So back to my chat with the mate of my ex-wife’s grandfather who tells me of the day that the three young fishermen found that fishing was slow despite the usual reliability of the Maori calendar – ‘a bit too much swell until the tide came in’ – and the whiskey bottle came out earlier than usual.

Late in the afternoon the bite started and two very large hapuku were hauled in over the rocks. Then a few kingfish – one of them almost dragged one of the fishermen into the sea. Likely because he was off-balance due to excess whiskey consumption. It was time to head home, and the fish were consigned to wet chaff sacks and loaded into the Model A. The fishing protocols included a tikanga prohibition on cleaning and gutting fish by the sea so on the way back into town a river ford was a handy spot to head, gut and fillet the catch. All the meat in one wet sack and the guts, heads, and frames in the other. And of course, a few more whiskeys to celebrate a job well done before the Model A fired up for the final stretch home.

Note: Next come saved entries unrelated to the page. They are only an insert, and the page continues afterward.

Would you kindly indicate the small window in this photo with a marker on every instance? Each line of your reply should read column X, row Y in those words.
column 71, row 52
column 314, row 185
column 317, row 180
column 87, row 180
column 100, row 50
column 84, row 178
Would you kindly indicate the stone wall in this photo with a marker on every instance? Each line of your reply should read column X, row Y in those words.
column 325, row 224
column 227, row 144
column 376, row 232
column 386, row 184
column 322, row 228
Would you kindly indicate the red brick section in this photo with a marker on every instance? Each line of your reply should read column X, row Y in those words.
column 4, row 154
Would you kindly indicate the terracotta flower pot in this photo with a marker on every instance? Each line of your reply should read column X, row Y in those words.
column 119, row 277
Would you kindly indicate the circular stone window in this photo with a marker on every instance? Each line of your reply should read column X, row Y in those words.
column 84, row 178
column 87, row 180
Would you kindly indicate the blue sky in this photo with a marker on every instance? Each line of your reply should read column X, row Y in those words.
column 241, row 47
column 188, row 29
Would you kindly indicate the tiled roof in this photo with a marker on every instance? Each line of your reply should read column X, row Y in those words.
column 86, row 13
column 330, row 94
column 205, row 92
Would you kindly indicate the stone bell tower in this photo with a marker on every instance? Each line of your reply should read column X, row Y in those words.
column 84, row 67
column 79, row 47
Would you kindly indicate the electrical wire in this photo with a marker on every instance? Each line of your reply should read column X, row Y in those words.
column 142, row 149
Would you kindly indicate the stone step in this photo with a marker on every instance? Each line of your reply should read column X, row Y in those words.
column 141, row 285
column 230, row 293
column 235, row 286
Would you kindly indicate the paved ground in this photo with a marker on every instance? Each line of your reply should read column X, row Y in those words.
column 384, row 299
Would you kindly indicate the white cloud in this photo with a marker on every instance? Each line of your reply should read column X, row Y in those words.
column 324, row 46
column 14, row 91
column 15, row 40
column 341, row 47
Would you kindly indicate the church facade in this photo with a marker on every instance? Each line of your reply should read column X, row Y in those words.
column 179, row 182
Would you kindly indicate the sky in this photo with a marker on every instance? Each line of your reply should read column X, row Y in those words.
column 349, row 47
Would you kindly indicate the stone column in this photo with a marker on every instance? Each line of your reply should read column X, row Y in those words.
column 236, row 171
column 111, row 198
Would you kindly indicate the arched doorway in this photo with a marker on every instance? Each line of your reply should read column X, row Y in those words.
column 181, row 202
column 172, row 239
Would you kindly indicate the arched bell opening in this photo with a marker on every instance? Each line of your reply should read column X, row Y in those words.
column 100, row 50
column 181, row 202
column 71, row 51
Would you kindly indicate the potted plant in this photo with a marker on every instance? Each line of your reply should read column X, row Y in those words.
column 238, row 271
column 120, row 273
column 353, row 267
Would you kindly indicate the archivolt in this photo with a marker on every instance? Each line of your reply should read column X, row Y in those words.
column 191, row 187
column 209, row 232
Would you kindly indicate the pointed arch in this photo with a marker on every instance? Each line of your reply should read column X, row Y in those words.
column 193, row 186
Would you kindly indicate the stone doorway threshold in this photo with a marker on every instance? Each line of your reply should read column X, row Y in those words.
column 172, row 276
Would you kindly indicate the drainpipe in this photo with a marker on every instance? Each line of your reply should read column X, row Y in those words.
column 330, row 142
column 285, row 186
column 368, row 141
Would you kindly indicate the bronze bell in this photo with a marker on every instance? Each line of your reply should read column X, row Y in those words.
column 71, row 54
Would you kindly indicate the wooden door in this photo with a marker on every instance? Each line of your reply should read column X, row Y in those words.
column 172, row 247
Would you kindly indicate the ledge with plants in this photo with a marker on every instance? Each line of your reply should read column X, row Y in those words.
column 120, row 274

One final fishing protocol was to dump the heads and frames over the bank at the top of the last hill as the road left the cost. Steep cliffs, plenty of scavenging seagulls and no-one around to witness the offload. The now well lubricated ex-wife’s grandfather had the disposal job and leapt out of the truck, grabbed the sack of heads, frames and guts and hurled it off the cliff.

Except it wasn’t. It was not the correct sack. When the trio finally made it home an hour or so later they discovered that it was in fact the sack of fillets and steaks that was sent flying. The whiskey had impaired their judgement but totally impaired that of the ex-wife’s grandfather. So, it was hapuku cheeks and roasted frames for dinner, a massive telling off by mothers and grandmothers, and the catalyst for hapuku to be thenceforth known as the ‘whiskey fish’.